Tuesday, June 17, 2008

Number, Please

When you grow up without a so called normal childhood you really don't know this until later in life when you learn just what normal is from other people. Each family is an island and until you leave your own island and visit other islands out there in the vast ocean of life you haven't a clue to just what the word normal means to the rest of the world.

For example, during a short period in my teen years my mother would sometimes answer the phone, listen without comment to the person on the other end, put the receiver down, pick up her purse and cigarettes and head out the front door saying, "I'll be back in a few minutes. I have to make a phone call."

This was done because our phone was tapped. By whom I'm not sure. It could have been the Denver police or it could have been the FBI or it could have been both. Our phone was tapped because of the people my mother knew and dated. She knew state politicians, Government officials, and members of the Secret Service. She also knew civil rights activists and members of the Black Panthers. She knew the men and women who kept Denver from burning when Martin Luther King was assassinated.

She was politically involved when doing so was a serious threat to the white men, and they were almost exclusively white men, in charge. Anyway, because of this our phone was tapped and my mother would leave the house whenever she needed to talk to someone without the police or FBI listening in.

Since we were children of a politically active mother we were involved in our own way. Mostly by attending rallies with her, or painting signs during political campaigns, or by going with her when she went to the state Capitol to observe political change in action. Because of our mother we always sat on the State Senate or House floors and never in the balcony. But we also had our own little way of "sticking it to the man."

The phone being tapped was fascinating to us and we were always picking up the receiver to listen to the way our phone did not work like other phones. With an untapped phone when you picked up the receiver you instantaneously heard a dial tone. With our phone you would first heard silence and then the dial tone along with bunch of clicks and a whirling noise. Then if you pushed the disconnect button, but did not take the phone from your ear, you would hear a loud click as if someone was hanging up an extension.

After awhile the thrill of listening to the police/FBI listening to us wore off so we decided to do something else.

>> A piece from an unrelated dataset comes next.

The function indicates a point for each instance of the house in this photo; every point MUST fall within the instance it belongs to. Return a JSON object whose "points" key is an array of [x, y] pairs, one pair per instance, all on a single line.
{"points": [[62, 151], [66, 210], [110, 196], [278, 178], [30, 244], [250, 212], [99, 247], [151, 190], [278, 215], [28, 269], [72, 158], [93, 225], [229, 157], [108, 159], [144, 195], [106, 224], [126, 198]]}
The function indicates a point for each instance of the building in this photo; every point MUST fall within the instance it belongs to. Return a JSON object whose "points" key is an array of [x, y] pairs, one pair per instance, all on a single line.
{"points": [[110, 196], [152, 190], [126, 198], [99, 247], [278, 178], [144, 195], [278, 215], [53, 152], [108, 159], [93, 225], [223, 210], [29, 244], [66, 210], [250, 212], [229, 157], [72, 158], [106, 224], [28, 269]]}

Once a day, sometimes more, we would dial time/temperature and then throw the phone down the wooden basement steps of our house. It would make a wonderfully loud banging and clanging sound whenever the metal base of the phone hit a step. We varied the time of day we would do this and we varied the moment during the call that we did this. Sometimes we threw it while we were still dialing, sometimes we threw as the line was ringing, sometimes we sent it sailing just as the called connected, sometimes we didn't throw it at all and would just hang up. As we did so we would visualize some agent yanking a set of earphones off his head and swearing as his ears were bombarded with noise or we visualized him yanking the earphones off in anticipation of our throwing the phone when we didn't send it sailing. Our little contribution to the cause.

I did not realize how this little ceremony had turned into a ritual for us until the day I threw the phone down the steps, greatly enjoying the cacophony of noise it made, and then went to get it and set it back on the living room table. Five minutes later my brother walk through the front door, picked up the phone, dialed, walked over to the basement door, opened it, flung the phone it, and then continued on his way through the kitchen and out the back door.

Right fist raised to the sky, "Power to the people."